Elle prend donc son petit leggin Addidov, ses baskets Pouma, son top Nikevitch et une bonne serviette bien moelleuse, met le tout dans une malle, qu’elle charge sur un diable, se coiffe d’un châle d’un goût douteux, enfile ses sabots dondaines et s’en va. Dans la rue pavée, elle a bien du mal à tirer cette lourde malle. Fait alors irruption le délégué syndical Michovna. Michovna est toute guilleret car c’est la Révolution. Il distribue des tracts pour la grande kermesse annuelle de la paroisse. Michovna voit que Barboura a du mal avec son diable et sa malle de sport. Il se propose de l’aider en montant dans la malle. Proposition alléchante que Barboura, qui est conne comme son châle, accepte et repart avec Michou dans ses bagages en direction de son Club.

Quelques heures plus tard, alors que Michovna a demandé à ce que l’on fasse une pose chez le marchand de boulettes de viandes, qu’il en a profité pour acheter le 45 tour de la chanteuse Dalidovna et le livre témoignage « Ma vie en shorty », œuvre posthume d’un certain Poupouchkikine, Barboura en a marre et décide de jeter la malle dans la Moskova, tant pis pour ses affaires de sports que Michovna a d’ailleurs toutes détendues en les mettant.

Michovna dérive jusqu’en mer Caspienne. De là, il prend un train et débarque à Paris où il décide d’ouvrir une légumerie, joaillerie, massages thaïlandais, dépôt vente d’articles pour la chasse à la gougnotte. De là, il amasse assez d’argent pour ouvrir une mercerie. Alors, qu’il est toute contente et se fait appeler M’ame Mercière, rentre une femme. Cette femme se présente, elle lui raconte qu’elle est la belle sœur de Princess TamTam. En fait, c’est un mensonge. Elle est la filleule par alliance de Barboura et aimerait lui dire combien il a changé la vie de sa très sportive ancêtre à l’époque de la Révolution et des premiers soviets – oui, car le temps a passé, nous sommes déjà bien quelque temps plus tard.

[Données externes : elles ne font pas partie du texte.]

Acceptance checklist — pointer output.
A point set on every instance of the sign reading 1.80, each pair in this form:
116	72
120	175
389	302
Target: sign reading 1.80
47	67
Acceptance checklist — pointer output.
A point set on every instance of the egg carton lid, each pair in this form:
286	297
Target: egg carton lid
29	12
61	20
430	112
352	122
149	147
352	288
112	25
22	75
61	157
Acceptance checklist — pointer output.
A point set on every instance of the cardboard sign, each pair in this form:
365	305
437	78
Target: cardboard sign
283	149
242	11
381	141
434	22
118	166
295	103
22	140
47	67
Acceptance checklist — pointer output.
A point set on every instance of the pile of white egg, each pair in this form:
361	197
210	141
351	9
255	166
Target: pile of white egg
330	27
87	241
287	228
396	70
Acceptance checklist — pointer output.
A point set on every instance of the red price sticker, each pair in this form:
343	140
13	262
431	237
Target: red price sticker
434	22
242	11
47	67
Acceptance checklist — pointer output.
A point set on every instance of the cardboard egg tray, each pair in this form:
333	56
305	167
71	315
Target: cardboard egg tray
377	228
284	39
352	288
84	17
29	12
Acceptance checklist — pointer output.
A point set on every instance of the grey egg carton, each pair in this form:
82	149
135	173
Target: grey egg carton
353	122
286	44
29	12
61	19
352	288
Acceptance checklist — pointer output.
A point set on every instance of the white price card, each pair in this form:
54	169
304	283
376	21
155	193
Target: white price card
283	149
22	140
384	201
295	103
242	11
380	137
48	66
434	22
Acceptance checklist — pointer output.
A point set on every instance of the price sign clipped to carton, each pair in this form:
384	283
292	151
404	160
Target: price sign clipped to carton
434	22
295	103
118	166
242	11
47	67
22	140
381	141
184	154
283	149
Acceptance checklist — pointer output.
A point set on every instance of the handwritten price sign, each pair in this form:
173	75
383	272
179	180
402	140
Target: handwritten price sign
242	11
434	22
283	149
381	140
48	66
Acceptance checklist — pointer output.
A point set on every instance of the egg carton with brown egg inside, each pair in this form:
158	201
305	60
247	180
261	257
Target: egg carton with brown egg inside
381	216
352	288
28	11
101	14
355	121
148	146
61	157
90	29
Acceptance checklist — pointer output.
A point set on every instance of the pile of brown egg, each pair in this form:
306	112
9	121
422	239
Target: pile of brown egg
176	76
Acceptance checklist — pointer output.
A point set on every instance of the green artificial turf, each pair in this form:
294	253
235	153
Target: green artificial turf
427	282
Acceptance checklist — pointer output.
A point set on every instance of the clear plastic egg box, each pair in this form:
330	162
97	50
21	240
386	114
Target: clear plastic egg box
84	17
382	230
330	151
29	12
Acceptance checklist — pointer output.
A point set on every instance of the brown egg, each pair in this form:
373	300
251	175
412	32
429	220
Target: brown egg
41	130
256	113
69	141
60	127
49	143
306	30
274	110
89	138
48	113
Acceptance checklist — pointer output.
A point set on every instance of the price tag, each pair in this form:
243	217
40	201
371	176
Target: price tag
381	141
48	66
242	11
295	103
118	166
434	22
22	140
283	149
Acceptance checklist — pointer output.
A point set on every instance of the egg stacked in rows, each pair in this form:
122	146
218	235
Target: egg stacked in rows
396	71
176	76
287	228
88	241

Juste après avoir jeté la malle pleine de Michovna, Barboura Popov était rentrée chez elle… Trop tard ! En partant, elle avait malencontreusement oublié d’éteindre le gaz sous la cocotte pleine de salsifis, ce qui fait qu’elle n’avait plus rien à manger, le tout ayant brûlé. Elle était donc morte de faim. Son histoire avait tellement ému la population moscovite, que… en fait, rien n’avait changé et la révolution avait quand même eu lieu, avec l’établissement du régime communiste, les goulags, la famine en Ukraine, les procès de Moscou, la dictature et les millions de morts. Voilà.

Michovna pensait alors qu’il avait tout de même bien fait de se tirer de cette tourbe.

Comme quoi, la grande Histoire est faite de petites histoires et en fin de compte, comme disait oncle Mireille : « Oiseaux qui chantent le matin, bien, oiseaux qui chantent à midi, sushi, oiseaux qui chantent le soir, à quoi l’idéal politico-sociétal peut-il surseoir ? »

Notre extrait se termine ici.